Purists might be tempted to criticise the MR protocol in that a contrast-enhanced sequence was not routinely included. In the few cases that a static contrast-enhanced sequence was obtained it proved unhelpful (4 false-positive cases with microscopic residual tumour and 2 cases in the uncertain category; Figs. 5, 6). It can difficult to identify enhancement in the presence of subacute haemorrhage containing paramagnetic methaemoglobin. Shapeero et al. noted that conventional contrast-enhanced MR imaging may not distinguish between recurrent tumour and an inflammatory pseudotumour [21]. Kaste and coworkers in their study on MR imaging after incomplete resection of a soft tissue sarcoma used a gadolinium chelate in 16 of 24 (66%) cases [20]. The sensitivity of these presumed static contrast-enhanced images to the presence of pathologically identified tumour was 0.78 and the specificity of such studies to the absence of tumour was 0.86. The sensitivity is better than achieved in the current study, 0.78 as compared with 0.64, but not overwhelmingly so, and their specificity was lower (Table 5). Assuming that a gadolinium chelate would identify macroscopic residual disease, then a contrast-enhanced sequence would have been helpful in 11 (10%) cases in the current study but would still miss the microscopic residual tumour in 14 (13%) cases (Table 4).

Table 5 Results of the ability of MR imaging to demonstrate residual tumour comparing the current study with the two previously published papers. PPV positive predictive value, NPV negative predictive value

It is unlikely that a dynamic contrast-enhanced sequence would be the answer because the limited image resolution, in order to obtain the necessary temporal resolution, is likely to miss microscopic tumour. In addition, relatively rapid enhancement can be expected within the soft tissues at the site of recent surgery independent of the presence or absence of residual tumour. Shapeero and coworkers had false-positive results in all 4 of their cases which had dynamic contrast-enhanced MR imaging within 2 months of resection [21].

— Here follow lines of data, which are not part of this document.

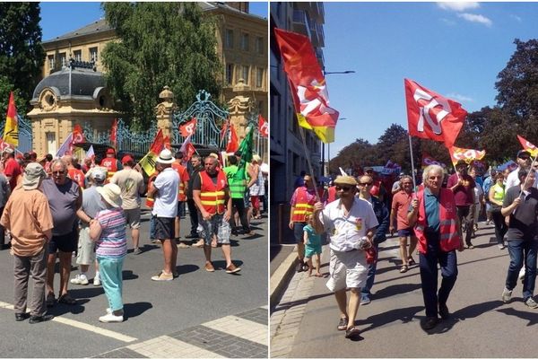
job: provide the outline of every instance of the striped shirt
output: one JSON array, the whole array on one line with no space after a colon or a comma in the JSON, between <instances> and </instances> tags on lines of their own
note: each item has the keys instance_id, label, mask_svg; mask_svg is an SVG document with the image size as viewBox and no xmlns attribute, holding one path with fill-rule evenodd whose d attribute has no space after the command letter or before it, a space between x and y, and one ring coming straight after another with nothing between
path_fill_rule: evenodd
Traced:
<instances>
[{"instance_id":1,"label":"striped shirt","mask_svg":"<svg viewBox=\"0 0 538 359\"><path fill-rule=\"evenodd\" d=\"M127 252L126 216L121 208L104 209L95 217L102 228L97 241L95 255L108 258L120 258Z\"/></svg>"}]
</instances>

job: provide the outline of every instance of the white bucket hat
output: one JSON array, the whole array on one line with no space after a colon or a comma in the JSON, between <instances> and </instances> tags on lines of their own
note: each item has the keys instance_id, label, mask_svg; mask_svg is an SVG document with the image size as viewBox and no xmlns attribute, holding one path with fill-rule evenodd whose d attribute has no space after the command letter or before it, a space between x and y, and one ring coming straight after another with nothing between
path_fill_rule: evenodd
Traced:
<instances>
[{"instance_id":1,"label":"white bucket hat","mask_svg":"<svg viewBox=\"0 0 538 359\"><path fill-rule=\"evenodd\" d=\"M159 163L167 164L175 162L176 159L174 158L174 156L172 156L172 153L170 152L170 150L165 148L164 150L161 151L157 162Z\"/></svg>"},{"instance_id":2,"label":"white bucket hat","mask_svg":"<svg viewBox=\"0 0 538 359\"><path fill-rule=\"evenodd\" d=\"M121 188L114 183L108 183L103 187L98 187L96 190L103 199L113 207L121 206Z\"/></svg>"}]
</instances>

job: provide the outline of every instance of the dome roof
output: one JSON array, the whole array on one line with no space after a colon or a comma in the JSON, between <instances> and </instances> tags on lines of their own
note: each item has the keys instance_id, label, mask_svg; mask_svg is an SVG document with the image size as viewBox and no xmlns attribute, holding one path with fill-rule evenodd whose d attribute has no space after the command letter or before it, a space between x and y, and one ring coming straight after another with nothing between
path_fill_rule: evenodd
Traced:
<instances>
[{"instance_id":1,"label":"dome roof","mask_svg":"<svg viewBox=\"0 0 538 359\"><path fill-rule=\"evenodd\" d=\"M69 73L71 72L71 93L69 92ZM92 97L95 89L105 86L105 77L102 73L93 70L75 68L70 70L64 67L61 71L45 77L36 86L32 100L37 101L39 93L47 87L56 87L60 96L89 96Z\"/></svg>"}]
</instances>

The anatomical site of the primary tumour had a minor influence on the results of the MR scans. The proportion of true results (positives and negatives combined) varied depending on location and the incidence of residual tumour and was much higher around the ankle and foot as compared with the thigh. This reflects, firstly, the false clinical assumption that a mass arising in a superficial location, such as the ankle and foot, is benign resulting in inadequate surgery, and secondly, the difficulty in achieving a wide resection margin in relatively small anatomical compartments.

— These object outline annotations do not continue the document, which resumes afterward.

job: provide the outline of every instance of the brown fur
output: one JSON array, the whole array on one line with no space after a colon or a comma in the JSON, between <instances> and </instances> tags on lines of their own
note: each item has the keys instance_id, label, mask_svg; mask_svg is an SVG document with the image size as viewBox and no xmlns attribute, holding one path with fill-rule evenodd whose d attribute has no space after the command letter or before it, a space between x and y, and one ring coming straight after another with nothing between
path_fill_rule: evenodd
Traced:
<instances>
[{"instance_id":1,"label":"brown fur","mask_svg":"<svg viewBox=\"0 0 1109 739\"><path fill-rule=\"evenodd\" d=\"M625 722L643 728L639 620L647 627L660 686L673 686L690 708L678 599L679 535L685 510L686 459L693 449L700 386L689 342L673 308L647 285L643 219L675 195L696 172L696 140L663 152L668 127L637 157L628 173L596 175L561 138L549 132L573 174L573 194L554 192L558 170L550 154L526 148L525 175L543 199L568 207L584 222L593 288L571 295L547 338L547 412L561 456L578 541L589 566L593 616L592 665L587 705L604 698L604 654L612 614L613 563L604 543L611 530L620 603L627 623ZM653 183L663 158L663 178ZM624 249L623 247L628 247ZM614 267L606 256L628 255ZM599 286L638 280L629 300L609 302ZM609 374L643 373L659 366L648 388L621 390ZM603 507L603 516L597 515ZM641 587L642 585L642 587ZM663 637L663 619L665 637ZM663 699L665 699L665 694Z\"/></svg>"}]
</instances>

The comparison of the original scan report with the retrospective review of the hard copy showed a difference in opinion in only 8 (7.2%) cases. Such a low figure is to be expected with an unblinded review with inbuilt bias. With prior knowledge, it would take a perverse observer to reclassify one of the 80 (72%) cases from either the true-positive or true-negative groups into a false category. The value of this retrospective audit is that the results can be attributed more to the limitations of MR to demonstrate residual tumour, particularly microscopic, rather than to any major deficiencies of the original reporting radiologists both in terms of observation and interpretation. Despite the limitations of MR imaging, it remains essential prior to re-excision. There is a high positive predictive value (93%), but a negative scan does not exclude residual tumour. Nevertheless, MR imaging is useful in preoperative planning by identifying the site and extent of previous surgery. When the pre-referral clinical and surgical details are inadequate, MR imaging can alert the surgeon to the presence of major residual tumour. Clearly, the optimum treatment for all soft tissue sarcomas would be wide primary excision but, failing that, MR imaging followed by wide re-excision is the management of choice.